Who's Your Daddy?

Track your true identity along a DNA trail left behind by your ancestors

Villarreal had some uncomfortable moments after revealing his distant Jewish ancestry on his Web site. "I get a lot of hate mail from people all the time," he says. "I never realized there was so much hatred of Jews -- I mean I got some pretty bad e-mails. So bad that I have to take 'em off my Web site and block the senders. Stuff like, 'If I had Jewish blood running in my veins, I wouldn't admit it to anybody,' stuff like that. Some of it comes from people who I know are Hispanic and who also know about the history of the Sephardic Jews and stuff like that."

Thankfully, now, most often the worst outcomes of this technology reveal nothing more serious than illicit dalliances. Greenspan doesn't want his company to be viewed as a mere paternity-testing concern, but sometimes it does turn up genetic bombshells. Supposedly, about one in 20 children is in the dark about the identity of his biological father. "I've heard numbers bandied around between 5 and 10" percent, Greenspan says. "I don't know if we have that kind of numbers, but anytime I do a project that involves around 20 people, we do find an oops."

Also surprising is the zeal with which some people go about collecting DNA. At the first ever FTDNA conference, at a Houston hotel, a grandmotherly woman from Dallas grabbed this reporter by the arm and shared with him her dilemma: A relative was semiconscious and in an oxygen tent. How would she go about harvesting his genes?

Family Tree DNA helped Danny Villarreal 
uncover the truth about his crypto-Jewish ancestry.
Christy Espinosa
Family Tree DNA helped Danny Villarreal uncover the truth about his crypto-Jewish ancestry.
Bennett Greenspan: Always "undersell and 
overdeliver."
Daniel Kramer
Bennett Greenspan: Always "undersell and overdeliver."

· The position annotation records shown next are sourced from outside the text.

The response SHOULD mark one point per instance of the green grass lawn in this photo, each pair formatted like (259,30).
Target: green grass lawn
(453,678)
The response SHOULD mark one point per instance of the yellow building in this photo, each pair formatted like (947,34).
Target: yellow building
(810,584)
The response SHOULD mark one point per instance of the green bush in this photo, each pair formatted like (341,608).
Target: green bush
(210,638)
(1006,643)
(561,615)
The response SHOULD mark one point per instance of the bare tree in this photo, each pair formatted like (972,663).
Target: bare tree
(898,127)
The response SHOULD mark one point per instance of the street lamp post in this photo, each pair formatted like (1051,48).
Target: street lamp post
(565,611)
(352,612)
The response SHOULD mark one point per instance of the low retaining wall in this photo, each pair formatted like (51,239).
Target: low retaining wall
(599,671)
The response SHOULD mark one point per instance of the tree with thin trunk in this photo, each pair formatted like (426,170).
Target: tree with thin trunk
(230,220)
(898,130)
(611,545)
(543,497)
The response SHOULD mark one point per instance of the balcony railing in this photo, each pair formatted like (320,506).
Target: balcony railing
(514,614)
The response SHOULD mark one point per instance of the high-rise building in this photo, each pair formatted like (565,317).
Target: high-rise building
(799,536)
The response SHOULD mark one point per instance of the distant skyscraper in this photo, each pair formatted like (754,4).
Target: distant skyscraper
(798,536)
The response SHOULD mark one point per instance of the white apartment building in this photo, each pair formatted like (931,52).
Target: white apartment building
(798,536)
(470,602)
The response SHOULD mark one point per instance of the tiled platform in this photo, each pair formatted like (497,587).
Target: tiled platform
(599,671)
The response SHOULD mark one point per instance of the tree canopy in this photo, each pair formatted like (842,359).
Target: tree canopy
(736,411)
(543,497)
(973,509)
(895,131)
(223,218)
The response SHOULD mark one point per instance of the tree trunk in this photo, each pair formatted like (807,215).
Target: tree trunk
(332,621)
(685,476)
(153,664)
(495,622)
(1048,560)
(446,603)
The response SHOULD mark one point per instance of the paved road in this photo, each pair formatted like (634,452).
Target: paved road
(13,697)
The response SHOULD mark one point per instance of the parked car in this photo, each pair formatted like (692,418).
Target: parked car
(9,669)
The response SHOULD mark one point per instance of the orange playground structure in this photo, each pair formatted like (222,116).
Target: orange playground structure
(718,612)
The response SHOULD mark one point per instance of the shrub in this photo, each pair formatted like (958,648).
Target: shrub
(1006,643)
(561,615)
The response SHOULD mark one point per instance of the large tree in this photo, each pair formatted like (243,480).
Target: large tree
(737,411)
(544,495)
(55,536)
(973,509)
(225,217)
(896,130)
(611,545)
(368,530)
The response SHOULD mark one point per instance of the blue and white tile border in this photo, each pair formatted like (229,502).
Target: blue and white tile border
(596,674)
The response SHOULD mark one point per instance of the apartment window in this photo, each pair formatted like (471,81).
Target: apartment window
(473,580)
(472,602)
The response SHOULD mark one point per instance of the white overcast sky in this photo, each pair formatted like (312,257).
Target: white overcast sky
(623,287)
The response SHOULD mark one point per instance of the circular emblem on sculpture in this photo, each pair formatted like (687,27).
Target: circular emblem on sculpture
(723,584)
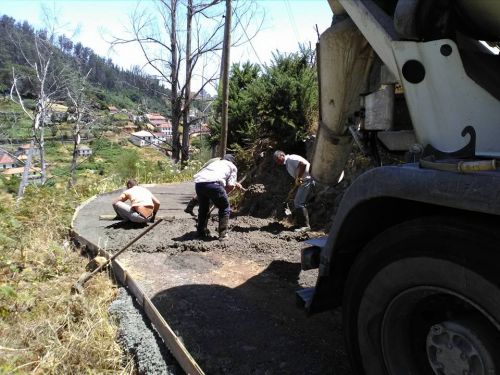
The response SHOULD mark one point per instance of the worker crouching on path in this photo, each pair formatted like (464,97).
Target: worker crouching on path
(143,204)
(212,183)
(298,168)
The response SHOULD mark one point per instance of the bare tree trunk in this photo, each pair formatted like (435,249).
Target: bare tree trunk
(187,90)
(225,79)
(43,164)
(26,171)
(76,142)
(174,74)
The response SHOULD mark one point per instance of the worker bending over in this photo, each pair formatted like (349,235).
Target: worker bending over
(298,168)
(212,183)
(143,204)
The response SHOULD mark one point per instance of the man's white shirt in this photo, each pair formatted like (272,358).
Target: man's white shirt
(221,171)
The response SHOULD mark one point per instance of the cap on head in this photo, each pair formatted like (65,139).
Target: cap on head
(279,156)
(131,183)
(230,158)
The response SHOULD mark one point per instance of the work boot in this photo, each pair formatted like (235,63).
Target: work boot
(201,229)
(223,224)
(302,220)
(191,205)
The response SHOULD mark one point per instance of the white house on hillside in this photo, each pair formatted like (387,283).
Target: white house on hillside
(6,162)
(83,150)
(142,138)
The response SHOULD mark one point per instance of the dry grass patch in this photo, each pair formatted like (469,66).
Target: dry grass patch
(44,329)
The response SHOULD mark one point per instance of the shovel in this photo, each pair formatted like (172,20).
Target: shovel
(78,286)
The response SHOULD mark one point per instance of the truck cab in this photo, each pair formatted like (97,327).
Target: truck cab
(413,253)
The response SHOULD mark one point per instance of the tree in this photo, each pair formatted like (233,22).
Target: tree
(48,83)
(158,33)
(81,107)
(279,103)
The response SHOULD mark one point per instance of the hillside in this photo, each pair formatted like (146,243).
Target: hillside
(109,85)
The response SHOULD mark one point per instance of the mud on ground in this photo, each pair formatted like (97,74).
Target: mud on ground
(233,302)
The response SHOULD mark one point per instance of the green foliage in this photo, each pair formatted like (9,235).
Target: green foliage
(280,103)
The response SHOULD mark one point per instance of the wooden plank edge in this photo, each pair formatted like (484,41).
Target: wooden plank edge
(171,340)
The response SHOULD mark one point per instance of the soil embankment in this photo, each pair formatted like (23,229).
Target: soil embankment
(231,302)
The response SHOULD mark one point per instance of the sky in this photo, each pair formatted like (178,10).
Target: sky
(91,22)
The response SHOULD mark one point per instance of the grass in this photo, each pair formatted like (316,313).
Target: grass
(44,329)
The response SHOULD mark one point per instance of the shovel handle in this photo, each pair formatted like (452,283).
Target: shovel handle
(110,259)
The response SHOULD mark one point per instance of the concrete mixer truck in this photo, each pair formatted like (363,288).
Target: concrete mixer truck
(413,255)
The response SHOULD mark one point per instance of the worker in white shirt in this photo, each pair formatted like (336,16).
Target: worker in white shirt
(212,183)
(143,204)
(298,168)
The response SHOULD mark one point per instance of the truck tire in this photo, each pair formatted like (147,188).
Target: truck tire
(423,297)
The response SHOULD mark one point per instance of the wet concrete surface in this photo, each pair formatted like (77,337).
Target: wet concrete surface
(231,302)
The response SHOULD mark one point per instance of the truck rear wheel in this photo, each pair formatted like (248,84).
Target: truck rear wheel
(424,298)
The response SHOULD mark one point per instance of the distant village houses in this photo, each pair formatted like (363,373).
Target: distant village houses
(7,162)
(83,150)
(23,149)
(160,124)
(142,138)
(34,175)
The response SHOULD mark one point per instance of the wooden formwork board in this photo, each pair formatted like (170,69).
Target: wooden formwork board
(171,340)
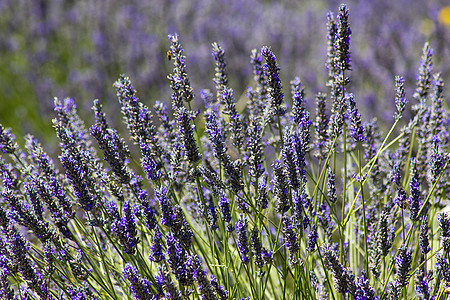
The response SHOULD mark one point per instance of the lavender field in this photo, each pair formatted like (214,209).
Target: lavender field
(235,150)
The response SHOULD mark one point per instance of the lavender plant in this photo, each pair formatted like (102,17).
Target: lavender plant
(237,202)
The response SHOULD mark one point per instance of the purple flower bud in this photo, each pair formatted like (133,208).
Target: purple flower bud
(403,261)
(140,287)
(242,239)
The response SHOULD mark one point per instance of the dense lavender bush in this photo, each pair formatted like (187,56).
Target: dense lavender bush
(76,48)
(264,201)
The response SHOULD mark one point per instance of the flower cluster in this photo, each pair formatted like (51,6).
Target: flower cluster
(239,201)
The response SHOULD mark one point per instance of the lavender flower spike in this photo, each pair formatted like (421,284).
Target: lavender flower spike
(179,81)
(271,70)
(242,241)
(400,100)
(140,287)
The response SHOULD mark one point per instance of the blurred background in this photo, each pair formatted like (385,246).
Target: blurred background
(78,48)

"I certainly wouldn't feel guilty about that," says Greenspan. "I don't think many of our folks do. I think a lot of them would feel bad that the person is in such bad shape, that they may be breathing their last breath when they are giving a DNA sample, but really it's a living legacy."

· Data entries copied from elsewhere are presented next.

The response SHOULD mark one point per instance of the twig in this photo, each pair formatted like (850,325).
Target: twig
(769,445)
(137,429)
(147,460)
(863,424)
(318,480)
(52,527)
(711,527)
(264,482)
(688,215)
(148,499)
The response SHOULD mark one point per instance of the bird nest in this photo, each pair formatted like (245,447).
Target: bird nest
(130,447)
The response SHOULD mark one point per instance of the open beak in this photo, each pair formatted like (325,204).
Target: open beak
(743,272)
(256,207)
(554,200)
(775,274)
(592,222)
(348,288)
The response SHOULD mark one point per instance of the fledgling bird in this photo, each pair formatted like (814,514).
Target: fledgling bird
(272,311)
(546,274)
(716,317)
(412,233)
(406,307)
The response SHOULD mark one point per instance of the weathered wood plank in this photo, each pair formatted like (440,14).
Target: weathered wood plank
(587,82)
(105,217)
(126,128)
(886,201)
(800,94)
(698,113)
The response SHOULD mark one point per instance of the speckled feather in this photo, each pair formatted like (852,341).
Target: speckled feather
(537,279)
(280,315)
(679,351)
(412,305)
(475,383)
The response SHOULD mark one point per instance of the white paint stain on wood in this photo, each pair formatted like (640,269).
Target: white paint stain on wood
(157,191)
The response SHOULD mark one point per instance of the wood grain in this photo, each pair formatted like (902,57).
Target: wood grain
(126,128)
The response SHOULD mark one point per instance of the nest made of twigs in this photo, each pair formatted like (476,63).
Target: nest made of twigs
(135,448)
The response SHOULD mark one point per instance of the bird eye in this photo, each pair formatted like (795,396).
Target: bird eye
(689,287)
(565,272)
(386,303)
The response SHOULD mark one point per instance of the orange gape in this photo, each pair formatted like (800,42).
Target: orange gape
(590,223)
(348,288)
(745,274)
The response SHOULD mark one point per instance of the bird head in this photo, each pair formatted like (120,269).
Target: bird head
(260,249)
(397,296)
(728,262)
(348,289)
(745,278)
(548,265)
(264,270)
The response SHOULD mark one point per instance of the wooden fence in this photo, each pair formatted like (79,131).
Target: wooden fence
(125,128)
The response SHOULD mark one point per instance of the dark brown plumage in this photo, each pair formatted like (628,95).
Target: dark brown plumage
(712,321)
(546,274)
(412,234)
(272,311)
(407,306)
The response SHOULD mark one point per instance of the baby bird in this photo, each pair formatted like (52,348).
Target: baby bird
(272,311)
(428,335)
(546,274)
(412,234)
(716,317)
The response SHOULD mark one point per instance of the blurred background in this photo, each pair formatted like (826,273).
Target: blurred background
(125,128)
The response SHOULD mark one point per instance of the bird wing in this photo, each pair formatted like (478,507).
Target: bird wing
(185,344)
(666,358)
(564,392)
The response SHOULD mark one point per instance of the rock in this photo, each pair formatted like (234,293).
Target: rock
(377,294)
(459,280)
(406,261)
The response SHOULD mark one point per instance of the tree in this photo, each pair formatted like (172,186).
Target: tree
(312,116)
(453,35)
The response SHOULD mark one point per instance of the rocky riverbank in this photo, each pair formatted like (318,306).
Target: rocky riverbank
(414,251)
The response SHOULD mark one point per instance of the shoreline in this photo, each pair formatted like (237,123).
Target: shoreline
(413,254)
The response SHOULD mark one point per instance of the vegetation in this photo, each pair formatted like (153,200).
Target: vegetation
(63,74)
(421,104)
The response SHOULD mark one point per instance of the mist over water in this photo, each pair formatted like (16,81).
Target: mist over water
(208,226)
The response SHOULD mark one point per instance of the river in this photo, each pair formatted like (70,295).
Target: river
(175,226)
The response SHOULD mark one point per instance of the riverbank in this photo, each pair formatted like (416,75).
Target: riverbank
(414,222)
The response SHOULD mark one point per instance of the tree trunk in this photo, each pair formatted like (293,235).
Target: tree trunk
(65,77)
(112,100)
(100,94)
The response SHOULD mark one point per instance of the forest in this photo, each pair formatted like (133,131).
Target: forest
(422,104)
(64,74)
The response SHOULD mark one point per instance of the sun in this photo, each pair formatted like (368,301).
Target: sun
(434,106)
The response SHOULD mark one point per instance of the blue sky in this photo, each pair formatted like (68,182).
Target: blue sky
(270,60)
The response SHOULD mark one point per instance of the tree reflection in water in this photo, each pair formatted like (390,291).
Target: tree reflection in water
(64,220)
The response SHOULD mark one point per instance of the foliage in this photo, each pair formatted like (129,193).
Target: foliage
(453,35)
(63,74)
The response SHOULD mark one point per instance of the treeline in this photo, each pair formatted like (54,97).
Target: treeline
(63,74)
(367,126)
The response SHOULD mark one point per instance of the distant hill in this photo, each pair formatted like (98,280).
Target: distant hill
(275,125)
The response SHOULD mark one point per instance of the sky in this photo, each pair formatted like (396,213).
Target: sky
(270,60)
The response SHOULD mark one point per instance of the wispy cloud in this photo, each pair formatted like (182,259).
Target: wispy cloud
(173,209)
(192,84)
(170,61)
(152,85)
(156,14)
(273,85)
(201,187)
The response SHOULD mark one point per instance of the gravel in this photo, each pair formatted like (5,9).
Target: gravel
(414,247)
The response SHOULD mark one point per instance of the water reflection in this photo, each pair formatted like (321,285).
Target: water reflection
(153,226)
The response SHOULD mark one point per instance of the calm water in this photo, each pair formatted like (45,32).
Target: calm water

Greenspan says they have accepted samples from the recently deceased, and even newly embalmed cadavers, but they will not accept materials from people who have been dead for more than a few days. People have sent him old hair and toothbrushes, and one poster on FTDNA's message board wanted to exhume an ancestor who had died in 1945. Greenspan says they have a policy against that sort of thing, and even if they didn't, the Y-DNA, which decays exponentially faster than mitochondrial DNA, from stuff like that is generally unusable.

In other words, they'll take it from the cradle to the grave, but no further.

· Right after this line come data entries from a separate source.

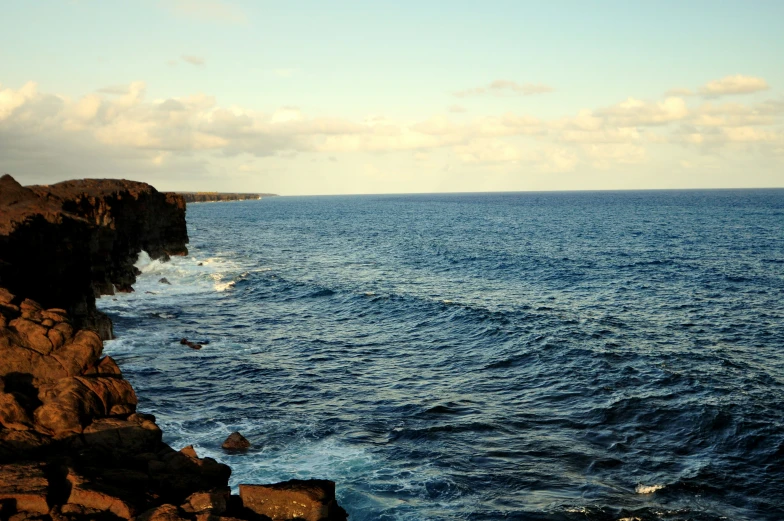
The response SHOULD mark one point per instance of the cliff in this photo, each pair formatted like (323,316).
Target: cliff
(207,197)
(73,447)
(63,245)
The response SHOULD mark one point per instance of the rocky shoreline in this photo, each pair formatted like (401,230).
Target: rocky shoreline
(72,444)
(209,197)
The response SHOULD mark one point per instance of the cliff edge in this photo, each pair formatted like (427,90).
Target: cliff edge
(64,244)
(73,447)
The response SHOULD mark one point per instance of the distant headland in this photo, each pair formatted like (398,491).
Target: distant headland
(208,197)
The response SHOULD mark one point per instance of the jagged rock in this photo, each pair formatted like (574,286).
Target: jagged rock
(115,438)
(12,414)
(213,502)
(90,496)
(64,244)
(236,441)
(69,404)
(161,513)
(23,487)
(301,500)
(192,345)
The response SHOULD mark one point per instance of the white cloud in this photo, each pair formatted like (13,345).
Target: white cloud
(737,84)
(118,123)
(635,113)
(488,151)
(193,60)
(679,92)
(507,87)
(285,73)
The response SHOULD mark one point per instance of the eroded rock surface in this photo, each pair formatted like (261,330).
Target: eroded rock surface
(72,445)
(64,244)
(74,448)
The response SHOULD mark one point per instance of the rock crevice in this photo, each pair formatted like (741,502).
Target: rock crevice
(73,447)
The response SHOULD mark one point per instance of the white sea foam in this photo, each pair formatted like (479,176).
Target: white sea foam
(648,489)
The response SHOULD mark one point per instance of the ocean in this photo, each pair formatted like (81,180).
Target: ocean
(517,356)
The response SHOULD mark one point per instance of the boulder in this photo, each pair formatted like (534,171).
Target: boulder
(15,445)
(12,414)
(301,500)
(74,402)
(118,439)
(213,502)
(23,488)
(91,496)
(236,441)
(162,513)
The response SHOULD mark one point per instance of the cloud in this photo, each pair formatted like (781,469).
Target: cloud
(634,112)
(679,92)
(193,60)
(499,87)
(119,123)
(488,151)
(285,73)
(206,10)
(737,84)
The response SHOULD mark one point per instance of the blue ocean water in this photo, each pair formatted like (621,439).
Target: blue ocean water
(532,356)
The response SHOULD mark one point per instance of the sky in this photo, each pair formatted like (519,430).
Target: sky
(303,97)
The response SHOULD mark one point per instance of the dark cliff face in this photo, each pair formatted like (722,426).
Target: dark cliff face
(67,243)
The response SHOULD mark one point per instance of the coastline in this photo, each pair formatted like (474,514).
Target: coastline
(72,445)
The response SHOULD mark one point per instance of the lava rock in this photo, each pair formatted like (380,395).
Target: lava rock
(236,441)
(303,500)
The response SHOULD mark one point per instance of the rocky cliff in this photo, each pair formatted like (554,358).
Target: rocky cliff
(73,447)
(63,245)
(208,197)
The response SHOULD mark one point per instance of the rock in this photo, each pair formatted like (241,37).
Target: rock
(34,336)
(73,402)
(189,451)
(16,445)
(162,513)
(66,243)
(192,345)
(236,441)
(213,502)
(12,414)
(118,439)
(23,487)
(91,496)
(301,500)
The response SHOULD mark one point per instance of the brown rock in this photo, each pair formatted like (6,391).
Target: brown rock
(31,310)
(19,444)
(236,441)
(309,500)
(71,403)
(89,495)
(116,438)
(55,314)
(81,353)
(24,487)
(189,451)
(214,502)
(161,513)
(33,335)
(12,414)
(56,337)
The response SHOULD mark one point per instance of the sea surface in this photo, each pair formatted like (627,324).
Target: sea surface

Local musician and attorney Graham Guest has spent the first 30 years of his life on a quest for his identity. Guest was adopted privately in 1967 -- he has never known a thing about his biological parents. Ever since, he's wondered -- not just about who they were and who he was when he was born, but about life in general. In college, he earned a master's degree in philosophy -- the ultimate "Who am I?" course of study -- and today thinks of returning to get his Ph.D. And then there's the whole duality of the lawyer-rocker life he has lived the past ten or so years: analyzing and writing fine print by day and leading his band, Moses Guest (which takes its name from an ancestor of his adoptive father), through the Southern rock/jamming boogie paces by night.

By 2002, on the occasion of the release of his self-published novel, Love Letters from Waterville, Guest had pretty much given up looking for his biological parents. He had tried for a while, when he first got the Internet, but then his life got in the way. And there was some part of him that wanted to be found rather than be the one doing the finding: "You have to be looked for, too…It's a pretty big sense of rejection to fish and get nothing," he said then. "It's like, 'Why'd you even bother having me in the first place?' I wish somehow I could have been born a little bit later so I could have more access, but as it is I've got my projects, I've got a great wife, and my adoptive parents are good folks, so I'm not freaking out too bad. It's just hard not knowing the faces and getting that genetic, biological bond. At least to know something, but to have it be a complete abyss is pretty difficult."

Greenspan was skeptical that his firm could solve Guest's puzzle. He said that a lot of adopted children try to find relatives with his company, but that Guest's quest would be just a shot in the dark. Nevertheless, Guest took several of the company's tests -- he started with the 12-marker Y-chromosome test and then took the far more detailed 37-marker test and also the mitochondrial DNA test.

Jackpot. He found his biological father, his birth surname and some of his ethnic origins. Immediately after finding out the location of his dad, he registered with TxCARE, a group that uses its Web site (www.txcare.org) to reunite parents and their long-lost children. "I just went on there and put in my info," he says. "Thirty minutes later, I had three e-mails from these ladies called Search Angels, who I guess are just good-hearted ladies out there searching, and they've got access to some shit and I'm not sure that it's all legal. 'Cause they came piling back with all kinds of stuff, like my birth certificate number, which kind of freaked me out."